As an avid collector of anything Oriental when I had the opportunity to pick up a unique Tea set for a meager $10 I grabbed it. We have a huge Street sale that goes on in our city near the end of May each year and last May I came across a lady who had a clay tea set on display. I had just passed up two gorgeous Ming Lions a few houses before and decided that I would not pass up on this set. It was completely intact, actually had never been used and was still carefully wrapped in the papers and case in which it had been purchased.
While investigating them in order to review them I came across a number of facts that point directly to the indication that the teapot set I now own is a Yixing set - these teapot sets are known for being highly collectible - and have been part of upper class and Royalty collections for many years and there are a number of avid collectors .
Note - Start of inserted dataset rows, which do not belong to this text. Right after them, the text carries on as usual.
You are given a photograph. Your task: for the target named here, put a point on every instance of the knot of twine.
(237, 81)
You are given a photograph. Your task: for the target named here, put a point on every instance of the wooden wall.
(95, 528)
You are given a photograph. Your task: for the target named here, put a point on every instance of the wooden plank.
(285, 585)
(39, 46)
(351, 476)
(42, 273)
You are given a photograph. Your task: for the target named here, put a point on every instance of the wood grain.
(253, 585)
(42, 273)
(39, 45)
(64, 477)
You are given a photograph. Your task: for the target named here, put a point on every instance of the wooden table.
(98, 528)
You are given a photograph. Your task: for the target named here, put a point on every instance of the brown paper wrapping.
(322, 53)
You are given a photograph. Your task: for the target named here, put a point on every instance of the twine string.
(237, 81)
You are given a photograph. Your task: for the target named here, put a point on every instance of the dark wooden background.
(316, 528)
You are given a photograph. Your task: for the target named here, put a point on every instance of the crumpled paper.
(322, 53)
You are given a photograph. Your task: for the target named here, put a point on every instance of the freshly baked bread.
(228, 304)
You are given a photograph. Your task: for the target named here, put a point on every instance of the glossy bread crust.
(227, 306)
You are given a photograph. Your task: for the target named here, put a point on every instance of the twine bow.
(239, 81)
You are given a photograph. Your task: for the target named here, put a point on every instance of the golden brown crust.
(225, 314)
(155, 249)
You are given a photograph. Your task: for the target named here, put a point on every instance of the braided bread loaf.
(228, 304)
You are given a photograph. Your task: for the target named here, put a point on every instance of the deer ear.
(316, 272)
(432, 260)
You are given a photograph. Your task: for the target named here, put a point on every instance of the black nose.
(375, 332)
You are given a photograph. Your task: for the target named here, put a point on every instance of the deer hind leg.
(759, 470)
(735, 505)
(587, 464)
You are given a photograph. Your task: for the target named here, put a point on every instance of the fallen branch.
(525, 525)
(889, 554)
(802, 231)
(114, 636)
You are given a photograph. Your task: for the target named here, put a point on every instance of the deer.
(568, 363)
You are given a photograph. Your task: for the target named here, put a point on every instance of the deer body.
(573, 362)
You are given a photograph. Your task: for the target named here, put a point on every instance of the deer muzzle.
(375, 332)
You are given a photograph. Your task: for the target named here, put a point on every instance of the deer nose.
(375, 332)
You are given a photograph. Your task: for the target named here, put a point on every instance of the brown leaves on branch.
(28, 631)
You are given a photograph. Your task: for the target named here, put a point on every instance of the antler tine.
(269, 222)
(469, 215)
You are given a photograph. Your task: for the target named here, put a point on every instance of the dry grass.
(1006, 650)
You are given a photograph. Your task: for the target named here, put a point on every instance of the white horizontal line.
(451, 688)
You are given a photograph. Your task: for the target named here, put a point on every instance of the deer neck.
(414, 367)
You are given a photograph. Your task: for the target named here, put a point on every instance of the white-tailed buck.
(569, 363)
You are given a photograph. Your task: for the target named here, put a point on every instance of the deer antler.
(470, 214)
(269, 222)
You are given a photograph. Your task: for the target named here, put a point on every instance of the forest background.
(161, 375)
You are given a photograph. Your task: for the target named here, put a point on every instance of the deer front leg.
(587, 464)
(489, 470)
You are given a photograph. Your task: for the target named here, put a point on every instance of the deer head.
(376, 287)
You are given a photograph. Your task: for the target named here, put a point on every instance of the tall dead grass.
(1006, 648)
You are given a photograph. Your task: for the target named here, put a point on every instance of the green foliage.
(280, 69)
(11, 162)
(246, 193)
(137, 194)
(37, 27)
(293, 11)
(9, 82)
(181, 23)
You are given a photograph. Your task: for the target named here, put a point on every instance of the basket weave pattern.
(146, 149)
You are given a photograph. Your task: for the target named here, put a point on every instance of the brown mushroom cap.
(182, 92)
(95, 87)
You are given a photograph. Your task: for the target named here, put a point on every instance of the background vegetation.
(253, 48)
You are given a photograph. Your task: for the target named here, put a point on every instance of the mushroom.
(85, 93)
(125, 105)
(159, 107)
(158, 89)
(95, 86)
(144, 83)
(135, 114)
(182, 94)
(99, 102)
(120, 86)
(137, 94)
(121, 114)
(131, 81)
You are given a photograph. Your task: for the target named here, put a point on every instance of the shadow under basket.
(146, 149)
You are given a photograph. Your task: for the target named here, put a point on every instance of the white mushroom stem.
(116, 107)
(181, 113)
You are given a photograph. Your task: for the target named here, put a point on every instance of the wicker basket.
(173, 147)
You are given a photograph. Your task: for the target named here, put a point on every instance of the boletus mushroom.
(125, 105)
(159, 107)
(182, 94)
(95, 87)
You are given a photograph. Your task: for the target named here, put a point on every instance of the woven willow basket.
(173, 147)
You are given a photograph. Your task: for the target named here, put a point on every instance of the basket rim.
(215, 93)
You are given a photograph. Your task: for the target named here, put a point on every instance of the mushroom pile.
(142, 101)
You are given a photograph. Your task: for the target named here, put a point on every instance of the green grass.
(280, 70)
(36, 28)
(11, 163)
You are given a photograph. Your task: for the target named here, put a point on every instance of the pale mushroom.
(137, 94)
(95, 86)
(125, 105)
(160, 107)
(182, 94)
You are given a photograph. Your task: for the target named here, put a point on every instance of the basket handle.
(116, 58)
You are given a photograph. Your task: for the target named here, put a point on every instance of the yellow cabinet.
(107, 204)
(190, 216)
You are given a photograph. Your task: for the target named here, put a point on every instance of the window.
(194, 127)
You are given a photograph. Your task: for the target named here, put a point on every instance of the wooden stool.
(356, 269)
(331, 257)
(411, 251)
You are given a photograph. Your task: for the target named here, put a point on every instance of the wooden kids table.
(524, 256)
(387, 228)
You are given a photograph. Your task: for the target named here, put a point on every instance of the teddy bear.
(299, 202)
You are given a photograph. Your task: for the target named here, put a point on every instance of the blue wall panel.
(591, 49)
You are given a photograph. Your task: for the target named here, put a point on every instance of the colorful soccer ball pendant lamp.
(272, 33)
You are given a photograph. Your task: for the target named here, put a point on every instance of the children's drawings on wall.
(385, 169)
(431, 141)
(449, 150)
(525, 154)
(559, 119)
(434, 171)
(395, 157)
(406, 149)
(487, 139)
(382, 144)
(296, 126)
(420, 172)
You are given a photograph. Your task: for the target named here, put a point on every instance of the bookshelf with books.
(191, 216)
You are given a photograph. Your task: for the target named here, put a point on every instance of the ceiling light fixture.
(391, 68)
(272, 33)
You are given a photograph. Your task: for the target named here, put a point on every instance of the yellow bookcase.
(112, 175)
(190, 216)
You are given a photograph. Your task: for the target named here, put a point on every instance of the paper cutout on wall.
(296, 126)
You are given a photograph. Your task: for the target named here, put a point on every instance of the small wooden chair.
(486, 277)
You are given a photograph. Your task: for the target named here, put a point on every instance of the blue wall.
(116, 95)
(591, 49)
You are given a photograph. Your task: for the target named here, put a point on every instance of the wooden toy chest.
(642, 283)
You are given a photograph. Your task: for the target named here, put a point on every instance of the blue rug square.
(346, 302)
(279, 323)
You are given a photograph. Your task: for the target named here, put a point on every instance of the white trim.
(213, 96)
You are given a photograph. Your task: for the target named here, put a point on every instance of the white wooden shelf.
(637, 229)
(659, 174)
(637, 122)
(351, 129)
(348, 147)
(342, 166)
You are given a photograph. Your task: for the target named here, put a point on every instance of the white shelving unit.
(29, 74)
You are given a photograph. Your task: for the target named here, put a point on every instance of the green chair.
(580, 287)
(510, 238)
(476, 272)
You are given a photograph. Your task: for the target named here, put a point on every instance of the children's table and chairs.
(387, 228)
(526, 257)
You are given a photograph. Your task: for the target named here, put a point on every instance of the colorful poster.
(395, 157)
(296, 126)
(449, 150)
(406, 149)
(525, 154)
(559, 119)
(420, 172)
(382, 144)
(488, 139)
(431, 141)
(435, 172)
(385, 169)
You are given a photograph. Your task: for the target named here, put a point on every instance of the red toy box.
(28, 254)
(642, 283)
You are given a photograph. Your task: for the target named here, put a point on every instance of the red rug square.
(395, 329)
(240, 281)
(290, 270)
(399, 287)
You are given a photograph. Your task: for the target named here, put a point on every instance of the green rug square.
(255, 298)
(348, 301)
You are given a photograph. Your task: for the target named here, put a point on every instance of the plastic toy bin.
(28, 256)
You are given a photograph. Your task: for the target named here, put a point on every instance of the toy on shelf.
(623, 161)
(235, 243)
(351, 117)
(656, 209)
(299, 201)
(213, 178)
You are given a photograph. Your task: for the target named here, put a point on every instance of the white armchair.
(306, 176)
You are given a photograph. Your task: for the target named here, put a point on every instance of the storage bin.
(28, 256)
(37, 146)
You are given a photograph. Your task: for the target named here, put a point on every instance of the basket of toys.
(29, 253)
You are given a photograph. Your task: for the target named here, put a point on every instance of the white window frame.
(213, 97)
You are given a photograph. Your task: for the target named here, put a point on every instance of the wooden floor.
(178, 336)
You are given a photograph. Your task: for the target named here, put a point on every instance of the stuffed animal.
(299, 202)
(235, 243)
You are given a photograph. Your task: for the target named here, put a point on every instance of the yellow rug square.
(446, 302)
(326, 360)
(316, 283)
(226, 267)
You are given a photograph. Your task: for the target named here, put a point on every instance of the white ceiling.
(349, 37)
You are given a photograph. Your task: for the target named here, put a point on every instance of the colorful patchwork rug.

The set that I now own is completely hand made - one sign that you have acquired an original Yixing teapot or set is the unique markings that some of the tools make in the clay. The set I own is considered a "Purple" set made from dark brown clay from the Yixing area outside of Shanghai and crafted by artisans who take great pride in their craftsmanship.
The making of a Yixing tea set takes awhile - usually the clay is taken from the earth and left to sit for at least a year and then is hammered into a fine powder. Once the artisan receives the clay he then processes it for 2 days before it is considered ready to be crafted into pots and cups. In this particular set you can see fine ridges where tools have hand shaped the clay and inside the teapot itself the "filter" has been hand designed as well.
I have no idea whether or not this particular set has any value to it but I have been searching out the various Yixing pottery and so far have discovered that the $10 deal I got was an exceptional one. Tea pots alone are sold for anywhere from $10 to upwards of $3, 000 and one Yixing teapot was recently sold at auction for $70, 000 - handcrafted in 1955.
Yixing clay is known for its exceptional ability to absorb the flavor of the tea and thus Yixing collectors are avid in purchasing one teapot per one type of tea. Although I've not used mine to brew tea yet, the process is as diligent as the making of the pots are - first time use requires you to brew two very strong pots of tea which will be thrown away (not drunk) as it is believed the first two pots are not drinkable. By the third pot the teapot has begun to "season" and as the pot is used it takes on a patina (aging) that makes these pots more collectible as they age.
Yixing teapots have been around since the Sung Dynasty (960-1279) but they didn't become known widely until the Ming Dynasty and not until the late 1600's. Yixing clay comes from the Jiangsu province, the only area in which this particular clay can be found. The most sought after pots are made from the dark brown (Purple) clay although they are also available in a lighter brown and a red (the red takes on that color after firing). The pots are fired in "Dragon Ovens" which get their name because at night you can see these ovens in use appearing like fire breathing dragons hugging the mountains. The Yixing clay gives the teapot and cups a heavier feel to them than those that you might purchase from a "production" house and the exquisite detail and craftsmanship is evident throughout.
The set I have consists of a teapot, sugar bowl (I believe), both with lids, and 7 little cups each with their own saucer. Each piece is marked with a Chop which signifies the name of the artisan I believe - but I've not translated the markings yet. Each of the tops also has a small Chop inside the lid.
I love collecting Oriental items and in particular I love when I learn the history of the piece I've come to possess. When I first purchased these I had no idea that they had any history at all - but now I am pretty certain that I have become unknowingly a collector of these unique and finely crafted teapots and sets that many consider some of the finest tea sets available. I'm very proud to have them in my vast group of collectibles regardless of what they may be worth because for me, they are simply a beautiful indication of the quality and dedication a fine artisan had for his/her work and I find that a far more valuable reason to cherish these than for the dollar value alone.